In the 53 years since the Second String Quartet, Carter composed many big works: concerti for piano, violin, clarinet, cello, oboe; a huge symphony; three more string quartets; an opera; vocal works in all manner of configurations; solo works for piano and other instruments - you name it. The true miracle is his fecundity after 1990. In fact, most of Carter’s output of over 100 works springs from the last 20 years. Many of these pieces are aphoristic little gems, some lasting only a few minutes.

Listeners with the time, interest and sense of adventure can trace the un-deflected path I referred to, since practically all Carter’s music has been recorded. As a lifelong devotee, I’ve taken the journey, but admit that I’ve had to stop to catch my breath often, and with long layovers before going on. Carter’s music is worth it, but it can be tough going.

I have no doubt that the music of Elliott Carter is in the tradition of the masters. Does his music warrant being accorded a place in the canon, along with other 20th century greats Bartok, Stravinsky and Shostakovich? Watch for the increasing love of Carter’s music by performers and audiences - then you’ll know; the jury is still out on that score. In recent years, James Levine and Daniel Barenboim have come on board, leading the way very visibly at Tanglewood, Carnegie Hall and other high profile venues.

Love it or hate it, the music of Elliott Carter is a force of nature.
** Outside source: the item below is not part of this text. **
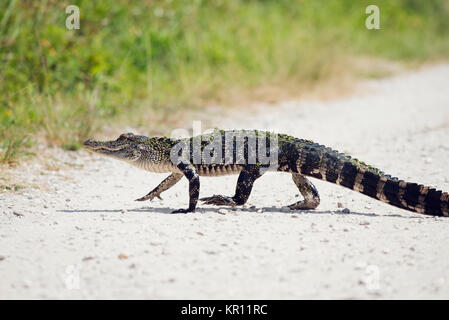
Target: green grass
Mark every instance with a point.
(147, 61)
The composer’s perhaps extreme and errant brilliance must be reckoned with; his music is too significant to be avoided or dismissed.

On a deeper level, I wonder, with remorse, that the like of such a master is no longer with us. Only Henri Dutilleaux, 96, and Pierre Boulez, 87, remain - the last champions of High Modernism in music.

Who will - or can - replace them? Classical composition will move on, but the day of the path breaking genius appears to be over.

Though I continue to have my difficulties with Elliott Carter’s music, I greatly respect him. He was a giant and a unique genius.

Right now, the loss of his presence, with his sly wit and brilliant mind is sad for the musical world, but he left a large and great legacy of incomparable works, and he lived the most rewarding and meaningful musical life conceivable for a composer. Farewell, Maestro.